# Squatting in San Diego...?



## piratehobo

I am living in San Diego and looking for a couplea things. First, if anyone knows of any squats I could crash in this area, I'd be eternally grATeful. Also, I'm looking for people in s.d. to squat with and/or ride the rails. Mosta the crusties I knew here either turned to junkies and are thus in prison, or travelled elsewhere. I'm 24 and NEED to get outta my dads and start really living my life the way I want to, instead of for my father. So if you know of any squats in the general S.D. area, pleeeeeaaase lemme know.
$arah :scared:


----------



## Beegod Santana

When I was in San Diego recently I didn't really hear anyone talking about any active squats in the city. There's lots of sleep spots in balboa park, I also had a fun time sleeping in alleys and rooftops in O.B. Wish I could help ya more.


----------



## piratehobo

yea i slept under a bridge, and before that, years ago, a squat in hillcrest @ a bank... but thanx for the feedback, way more than anyone else!


----------



## Matt Derrick

it's been a really long time (7+ years) since ive "squatted" san diego, but i mostly slept in the woods around the UCSD campus, and trashpicked food out of the cans around the campus. id also go hang out and cook food for food not bombs at the Che Cafe on the UCSD campus, but im not sure if that place is around anymore.

overall, my advice would be to get out of southern california in general. it sucks. even the bay is is better (but not by much in my opinion).


----------



## SinepNatas

I would agree with Matt pist but if you are going to stay in san diego Ocean Beach has a few good people that you can meet up with and find a place to stay and the Che Cafe is still on campus good people.


----------



## seasonchange

ocean beach has good and "bad" types. LOTS of tweakers, i discovered. if you're not down with that, i'd avoid the area after nightfall. it was a really weird scene when i was there on new year's eve, but perhaps that's just OB on holidays?


----------



## Diagaro

I really have to agree with Matt pist on that, cali sux the further soth you go.
But if you still lookin fer travel partners, You might be able to entice me.
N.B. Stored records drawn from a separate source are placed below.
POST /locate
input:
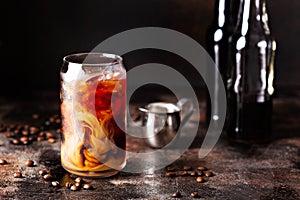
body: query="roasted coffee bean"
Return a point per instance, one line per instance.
(47, 177)
(170, 174)
(51, 140)
(182, 173)
(2, 128)
(77, 184)
(176, 194)
(200, 179)
(42, 172)
(47, 123)
(17, 175)
(24, 138)
(16, 141)
(42, 134)
(58, 131)
(25, 132)
(171, 169)
(52, 119)
(9, 135)
(33, 130)
(193, 173)
(195, 194)
(78, 180)
(3, 162)
(40, 138)
(187, 168)
(202, 168)
(49, 135)
(74, 188)
(208, 174)
(11, 127)
(25, 142)
(58, 121)
(200, 173)
(55, 183)
(35, 116)
(68, 184)
(29, 163)
(87, 186)
(26, 127)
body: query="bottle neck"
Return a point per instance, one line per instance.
(265, 17)
(251, 16)
(225, 13)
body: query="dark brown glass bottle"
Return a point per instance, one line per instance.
(218, 36)
(249, 98)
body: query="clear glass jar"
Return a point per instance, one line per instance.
(93, 109)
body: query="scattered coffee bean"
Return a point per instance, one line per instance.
(25, 142)
(58, 121)
(187, 168)
(3, 162)
(47, 177)
(23, 139)
(87, 186)
(29, 163)
(35, 116)
(193, 173)
(182, 173)
(68, 184)
(9, 135)
(33, 130)
(195, 194)
(51, 140)
(25, 132)
(16, 141)
(49, 135)
(200, 173)
(17, 175)
(171, 174)
(58, 131)
(200, 179)
(52, 119)
(55, 183)
(176, 194)
(74, 188)
(171, 169)
(202, 168)
(208, 174)
(77, 184)
(42, 172)
(40, 138)
(78, 180)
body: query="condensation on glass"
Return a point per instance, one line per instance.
(93, 109)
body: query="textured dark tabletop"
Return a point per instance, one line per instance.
(266, 171)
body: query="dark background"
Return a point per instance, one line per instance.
(36, 35)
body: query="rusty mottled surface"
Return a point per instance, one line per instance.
(269, 171)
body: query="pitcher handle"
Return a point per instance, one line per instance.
(181, 103)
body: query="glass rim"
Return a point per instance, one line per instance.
(83, 59)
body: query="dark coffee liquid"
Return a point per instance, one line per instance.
(251, 122)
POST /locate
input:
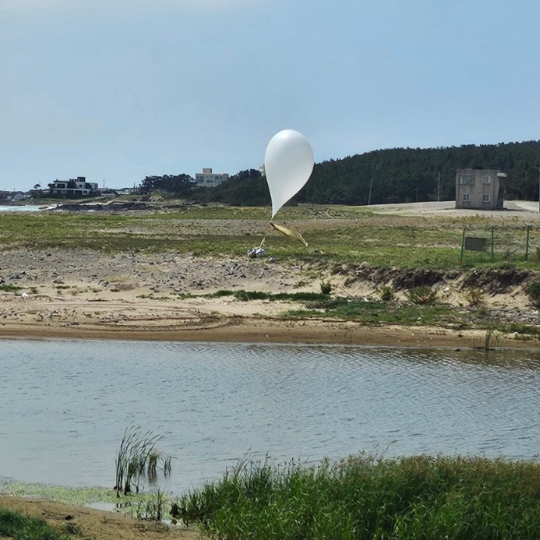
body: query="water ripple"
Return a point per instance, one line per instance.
(65, 404)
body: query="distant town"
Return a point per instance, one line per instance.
(79, 187)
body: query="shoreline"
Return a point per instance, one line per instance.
(267, 330)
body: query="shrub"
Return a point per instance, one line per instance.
(533, 291)
(422, 295)
(326, 287)
(474, 297)
(387, 293)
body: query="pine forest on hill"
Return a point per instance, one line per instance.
(379, 177)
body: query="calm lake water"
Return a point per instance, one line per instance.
(64, 405)
(26, 208)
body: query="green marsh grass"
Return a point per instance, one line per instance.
(366, 497)
(137, 458)
(334, 234)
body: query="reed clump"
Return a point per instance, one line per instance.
(138, 458)
(367, 497)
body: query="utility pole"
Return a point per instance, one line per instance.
(538, 168)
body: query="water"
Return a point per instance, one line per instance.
(25, 208)
(64, 405)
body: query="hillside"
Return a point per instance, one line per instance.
(392, 176)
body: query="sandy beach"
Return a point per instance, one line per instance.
(80, 294)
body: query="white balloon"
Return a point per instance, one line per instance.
(288, 163)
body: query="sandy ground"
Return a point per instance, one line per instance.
(81, 294)
(136, 296)
(95, 524)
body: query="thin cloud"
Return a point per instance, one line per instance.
(44, 5)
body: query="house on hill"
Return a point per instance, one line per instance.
(210, 179)
(480, 189)
(74, 187)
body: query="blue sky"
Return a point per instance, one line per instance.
(116, 90)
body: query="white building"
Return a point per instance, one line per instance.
(78, 186)
(210, 179)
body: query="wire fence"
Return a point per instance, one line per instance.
(501, 243)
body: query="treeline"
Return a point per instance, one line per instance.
(380, 177)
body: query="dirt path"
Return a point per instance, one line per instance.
(89, 523)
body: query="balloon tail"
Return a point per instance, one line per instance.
(288, 232)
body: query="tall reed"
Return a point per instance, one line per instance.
(136, 458)
(368, 497)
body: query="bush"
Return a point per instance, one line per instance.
(387, 293)
(422, 295)
(474, 297)
(326, 287)
(533, 291)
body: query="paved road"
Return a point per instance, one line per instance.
(522, 209)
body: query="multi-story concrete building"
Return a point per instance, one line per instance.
(480, 189)
(210, 179)
(75, 187)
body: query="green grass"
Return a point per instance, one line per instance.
(366, 497)
(20, 527)
(334, 234)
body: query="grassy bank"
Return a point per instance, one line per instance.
(15, 526)
(334, 234)
(364, 497)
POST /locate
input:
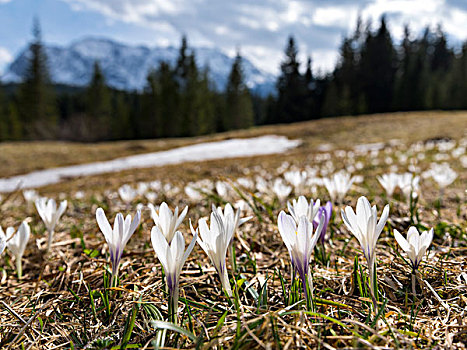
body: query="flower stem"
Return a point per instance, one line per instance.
(173, 303)
(49, 242)
(414, 283)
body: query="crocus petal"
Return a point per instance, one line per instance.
(104, 225)
(402, 241)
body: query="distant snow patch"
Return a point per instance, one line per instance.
(232, 148)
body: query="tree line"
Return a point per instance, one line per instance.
(372, 75)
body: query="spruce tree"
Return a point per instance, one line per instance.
(170, 100)
(378, 68)
(239, 107)
(291, 88)
(38, 110)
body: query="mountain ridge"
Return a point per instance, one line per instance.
(126, 67)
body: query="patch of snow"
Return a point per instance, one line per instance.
(232, 148)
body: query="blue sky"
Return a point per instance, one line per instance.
(260, 27)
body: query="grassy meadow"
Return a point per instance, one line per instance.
(64, 299)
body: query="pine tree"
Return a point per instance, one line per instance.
(378, 68)
(170, 100)
(36, 96)
(291, 88)
(239, 107)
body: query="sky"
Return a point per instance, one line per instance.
(259, 28)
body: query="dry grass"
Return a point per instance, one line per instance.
(23, 157)
(61, 301)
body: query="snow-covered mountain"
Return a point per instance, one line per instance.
(126, 67)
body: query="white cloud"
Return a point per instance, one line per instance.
(261, 27)
(5, 58)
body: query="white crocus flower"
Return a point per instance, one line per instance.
(193, 193)
(118, 237)
(281, 190)
(365, 226)
(443, 175)
(167, 221)
(172, 257)
(230, 218)
(30, 195)
(2, 241)
(297, 179)
(338, 185)
(127, 193)
(222, 188)
(415, 245)
(300, 242)
(301, 207)
(17, 243)
(389, 182)
(215, 240)
(50, 214)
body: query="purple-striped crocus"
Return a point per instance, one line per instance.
(300, 241)
(118, 237)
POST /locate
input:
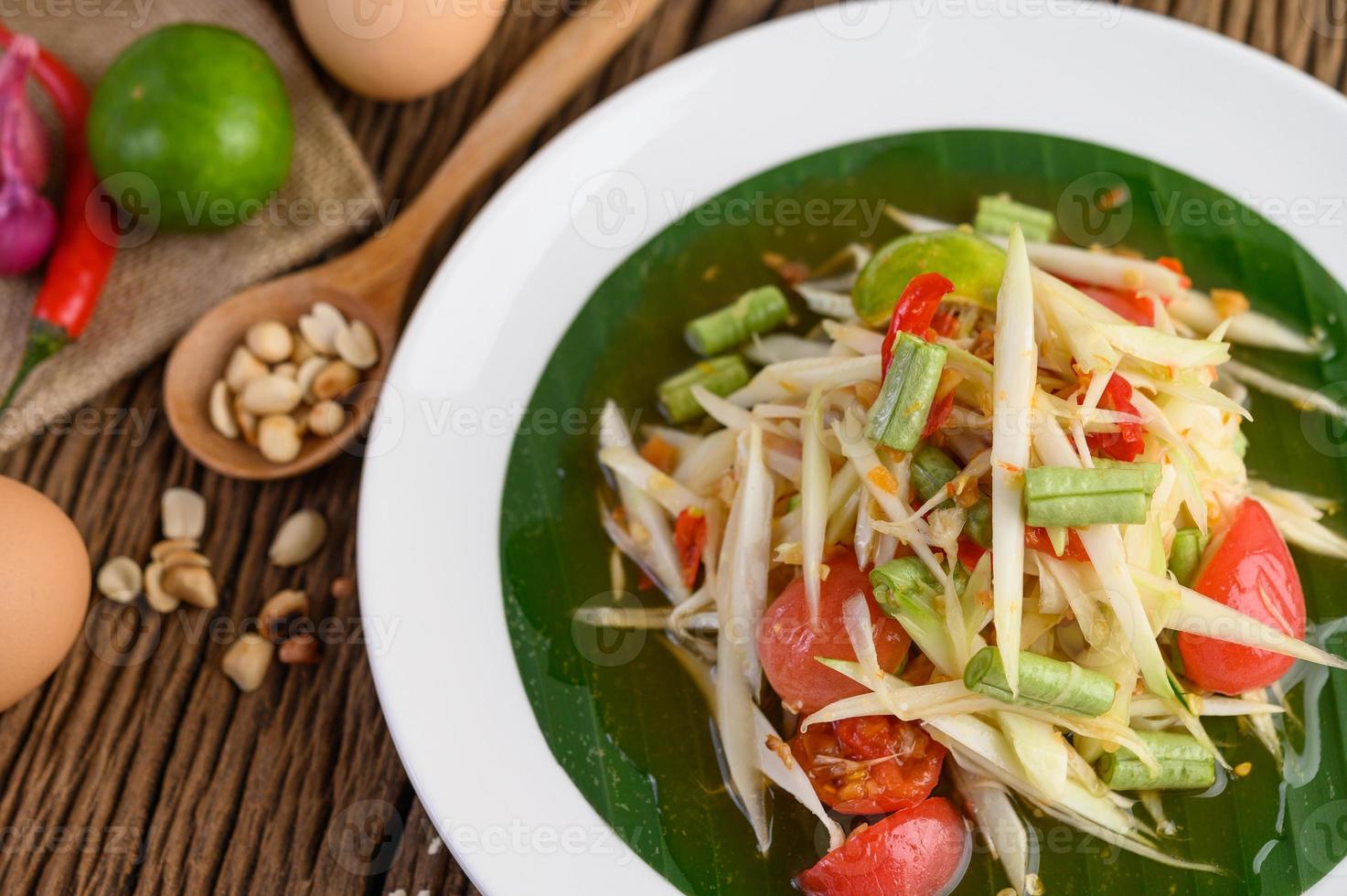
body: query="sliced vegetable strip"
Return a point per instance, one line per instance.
(1013, 383)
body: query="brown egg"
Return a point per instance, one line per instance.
(45, 588)
(396, 48)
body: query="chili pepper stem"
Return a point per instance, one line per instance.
(43, 341)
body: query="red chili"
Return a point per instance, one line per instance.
(690, 540)
(970, 552)
(1129, 441)
(1127, 304)
(939, 414)
(1036, 538)
(87, 243)
(1176, 266)
(914, 310)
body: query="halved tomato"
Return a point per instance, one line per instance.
(869, 764)
(788, 642)
(917, 852)
(1246, 568)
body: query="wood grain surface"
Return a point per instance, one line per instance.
(139, 767)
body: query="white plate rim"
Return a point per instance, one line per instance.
(432, 486)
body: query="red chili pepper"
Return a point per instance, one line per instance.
(1176, 266)
(914, 310)
(939, 414)
(1129, 441)
(88, 239)
(690, 540)
(1127, 304)
(970, 552)
(1036, 539)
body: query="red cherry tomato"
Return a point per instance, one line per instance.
(1247, 568)
(788, 642)
(916, 852)
(882, 763)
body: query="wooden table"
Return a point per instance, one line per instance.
(151, 773)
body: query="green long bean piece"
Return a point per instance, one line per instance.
(722, 375)
(900, 412)
(1044, 682)
(931, 471)
(1184, 764)
(754, 313)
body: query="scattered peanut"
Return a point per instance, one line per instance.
(302, 350)
(291, 372)
(242, 369)
(333, 380)
(270, 341)
(120, 580)
(301, 650)
(306, 375)
(159, 600)
(191, 585)
(281, 606)
(298, 538)
(247, 659)
(221, 414)
(247, 422)
(278, 438)
(358, 347)
(271, 395)
(184, 514)
(326, 418)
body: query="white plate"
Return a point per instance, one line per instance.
(429, 519)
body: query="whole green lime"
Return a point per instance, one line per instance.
(191, 127)
(973, 264)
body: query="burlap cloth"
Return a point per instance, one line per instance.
(158, 289)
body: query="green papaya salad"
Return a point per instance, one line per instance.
(986, 522)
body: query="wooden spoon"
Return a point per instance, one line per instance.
(372, 282)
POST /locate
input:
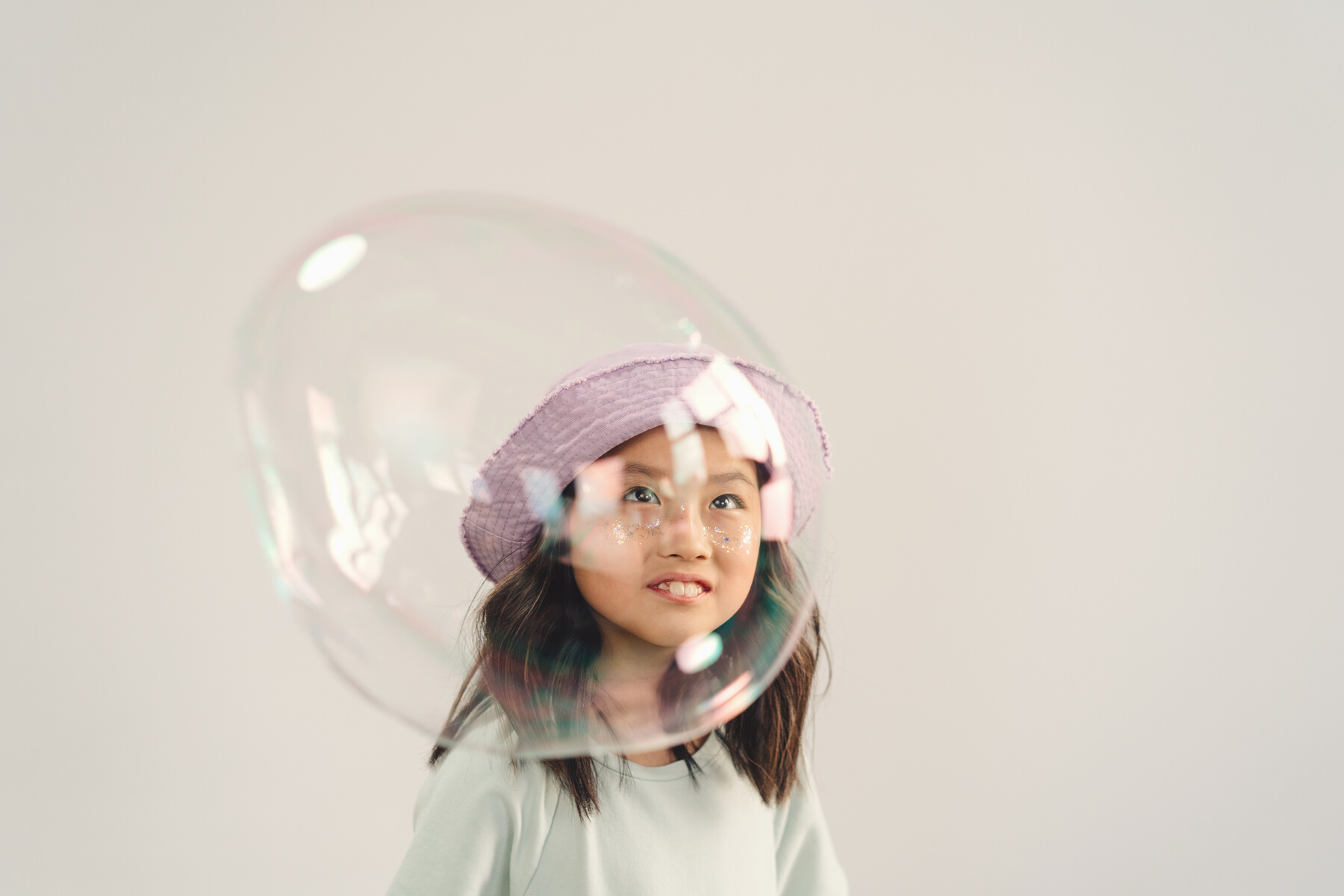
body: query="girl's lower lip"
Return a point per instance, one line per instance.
(675, 598)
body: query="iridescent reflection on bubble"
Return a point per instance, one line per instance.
(393, 356)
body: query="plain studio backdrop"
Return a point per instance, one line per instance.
(1066, 281)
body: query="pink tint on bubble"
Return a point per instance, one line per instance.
(777, 509)
(597, 488)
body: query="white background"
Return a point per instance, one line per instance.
(1063, 279)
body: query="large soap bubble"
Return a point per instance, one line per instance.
(432, 393)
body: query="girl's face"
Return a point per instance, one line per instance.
(670, 563)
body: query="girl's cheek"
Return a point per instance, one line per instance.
(612, 546)
(732, 541)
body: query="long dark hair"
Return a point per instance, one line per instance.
(539, 642)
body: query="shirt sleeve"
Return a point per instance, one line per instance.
(467, 825)
(804, 859)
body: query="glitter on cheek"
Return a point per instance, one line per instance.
(739, 543)
(623, 532)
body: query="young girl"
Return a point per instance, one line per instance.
(618, 532)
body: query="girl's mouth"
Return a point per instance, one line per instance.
(679, 590)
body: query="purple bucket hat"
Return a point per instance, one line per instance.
(598, 406)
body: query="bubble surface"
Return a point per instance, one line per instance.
(379, 376)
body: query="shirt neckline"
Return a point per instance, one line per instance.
(706, 756)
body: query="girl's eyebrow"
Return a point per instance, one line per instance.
(643, 469)
(735, 476)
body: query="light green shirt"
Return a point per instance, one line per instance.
(487, 827)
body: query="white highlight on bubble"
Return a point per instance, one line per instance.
(544, 494)
(367, 514)
(742, 435)
(676, 420)
(705, 396)
(331, 262)
(688, 460)
(699, 652)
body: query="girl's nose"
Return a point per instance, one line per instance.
(685, 536)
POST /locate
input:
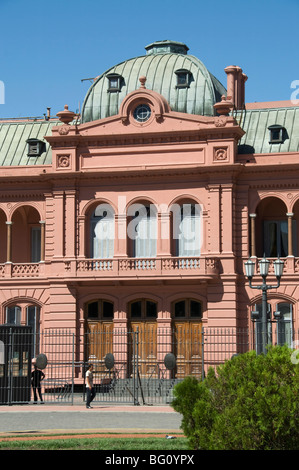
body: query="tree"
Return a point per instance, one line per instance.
(250, 403)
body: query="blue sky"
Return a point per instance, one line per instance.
(48, 47)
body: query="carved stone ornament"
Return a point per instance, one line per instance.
(63, 161)
(63, 130)
(220, 121)
(220, 154)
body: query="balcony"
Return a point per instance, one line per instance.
(126, 268)
(22, 270)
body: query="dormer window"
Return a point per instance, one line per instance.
(115, 82)
(277, 134)
(35, 147)
(183, 78)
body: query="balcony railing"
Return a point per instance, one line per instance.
(143, 267)
(132, 267)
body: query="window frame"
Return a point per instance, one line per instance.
(143, 316)
(187, 315)
(100, 310)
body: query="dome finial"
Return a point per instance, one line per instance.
(142, 80)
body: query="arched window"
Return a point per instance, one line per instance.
(187, 231)
(142, 230)
(279, 324)
(102, 232)
(13, 315)
(100, 310)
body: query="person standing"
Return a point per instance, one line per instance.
(90, 391)
(36, 377)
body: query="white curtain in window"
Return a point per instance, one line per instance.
(102, 228)
(188, 242)
(35, 244)
(13, 315)
(145, 242)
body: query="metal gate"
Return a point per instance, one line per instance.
(51, 351)
(133, 367)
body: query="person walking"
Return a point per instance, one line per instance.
(90, 391)
(36, 377)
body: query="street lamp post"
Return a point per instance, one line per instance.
(264, 269)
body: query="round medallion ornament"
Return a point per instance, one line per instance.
(142, 113)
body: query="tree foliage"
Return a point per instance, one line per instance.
(250, 403)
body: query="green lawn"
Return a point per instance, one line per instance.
(110, 443)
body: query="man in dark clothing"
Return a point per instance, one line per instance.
(36, 377)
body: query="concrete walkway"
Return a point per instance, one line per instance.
(39, 418)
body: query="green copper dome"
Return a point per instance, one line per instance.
(182, 79)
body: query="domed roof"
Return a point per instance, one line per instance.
(181, 79)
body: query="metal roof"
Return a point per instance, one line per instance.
(256, 122)
(13, 137)
(159, 69)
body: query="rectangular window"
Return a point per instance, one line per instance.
(13, 315)
(276, 238)
(35, 244)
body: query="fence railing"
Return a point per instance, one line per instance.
(135, 367)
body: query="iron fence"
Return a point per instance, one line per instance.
(134, 367)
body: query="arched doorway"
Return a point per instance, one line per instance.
(187, 336)
(99, 332)
(26, 235)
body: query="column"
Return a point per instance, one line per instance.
(227, 218)
(164, 234)
(70, 221)
(214, 236)
(58, 223)
(42, 240)
(9, 242)
(290, 233)
(252, 234)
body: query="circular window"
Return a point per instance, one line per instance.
(142, 113)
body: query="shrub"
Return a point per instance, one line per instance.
(251, 403)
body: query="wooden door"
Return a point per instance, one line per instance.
(99, 342)
(188, 348)
(147, 347)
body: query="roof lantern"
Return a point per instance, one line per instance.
(166, 46)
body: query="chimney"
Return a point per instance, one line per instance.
(236, 85)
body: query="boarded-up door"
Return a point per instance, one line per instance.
(145, 347)
(188, 348)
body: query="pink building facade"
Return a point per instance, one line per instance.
(142, 210)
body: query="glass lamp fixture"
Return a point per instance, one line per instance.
(249, 268)
(278, 267)
(264, 267)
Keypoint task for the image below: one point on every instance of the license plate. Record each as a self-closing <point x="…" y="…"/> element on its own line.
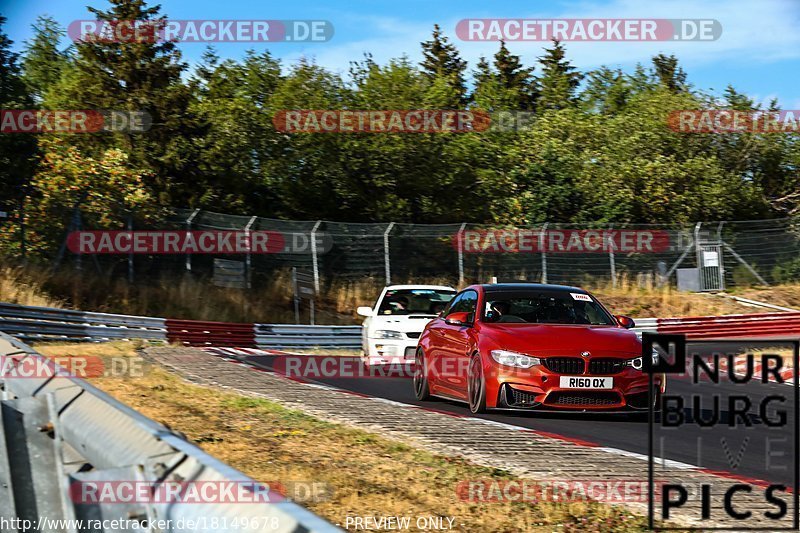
<point x="578" y="382"/>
In florida right now - either hoppin south of over to the cali deserts - see ya roun mayhap


----------



## cheeses

theres a awesome food dumpster that provides a retarded amount of food right on claremont drive its a shop called keils market, ive got shoping carts full of cheese and meats and in the same complex theres a suchi dumpster deffently a good place to check out if your leaveing town


----------



## BanMatt

Sushi out of a dumpster sounds bad.


----------



## cheeses

go befor the sun hits it and its allways bin good to me,


----------



## Linda/Ziggy

Hey!
There are a lotta cool things going on in SD. Just gotta find em.
A few off the top of my head!

Food Not Bombs
Bicycle Kitchen
Really really free market
There are activist houses, punk houses and a good small Punk scene too.
And the So Cal Anrcho Punk Fest Tour 2011 will be in SD in January.

Don't know of any squats though. 
Have you slept on Blacks Beach by the University ????????

Hope that helps
Linda/Ziggy


----------



## shittickit

under the bridges in hillcrest i stayed in that bank too and san diego is better then frisco sac town l.a. and numerouse other towns in cali besides san diego is really just the nice part of tijuana as for meeting with people there to travel with i guess o.b. but i avoid that place


----------



## Matt aka Sparks

Blacks Beach is hot as hell, every night I slept there I was awoken by cops. Also I'm pretty sure they stopped the full moon drum circle. I used to sleep in a botanical garden about a mile off Newport Ave in OB. The caretakers there where way cool, one morning they woke me up to let me know they would be spraying shit. There's also a nice park right next to it with lots of trees benches and a water fountain. It is a bit of a walk but it's far enough from the ocean you don't get that wicked breeze.


----------



## littlejasonsandiego

i dont go to san diego very much anymore and nearly never go to ob i usually just hang out and sleep in downtown. it is legal to just sleep on the sidewalks but a lot of crackheads of course. there was a squat called the ''meatlocker'' that my friends and i opened up. that was in barrio logan right by the barrio logan trolley stop off the blue line. the meatlocker closed after a couple years and is VERY securley sealed up. you would need power tools to get in. its owned by san diego gas and electric. i would say if your squat hunting try around logan and maybe south san diego. years ago when i was ateen in clairmont friends and i used to make camps in the canyons arouns north clairmont recreation center. balboa park is nice and walkable to downtown. thats about all i got. if i do hear or find a place ill let you and everyone else know.


----------



## smarts

I know this thread is old but I do believe there is a huge ass tent city out that way


----------



## EphemeralStick

Linda/Ziggy said:


> There are activist houses, punk houses and a good small Punk scene too.



do you know the names/locations of any of the punk houses? i'm heading out to san diego in a few and it would be good to know em ya?


----------



## nivoldoog

Yea, I will be back in SD in a couple weeks, gotta hit the ground running to get money up for school, I am planing on trying to squat in National City or Chula Vista I think.


----------



## Fwingnut

There's a badass one on sunset cliffs, like a mile or two from the wall.


----------



## baloney1

yeah there was a kool spot in north park off 30th st by all the thrift stores back in 2007 but hillcrest and bankers hill got stash spots to chrash, also downtown has alot of tweakers, so be careful.


----------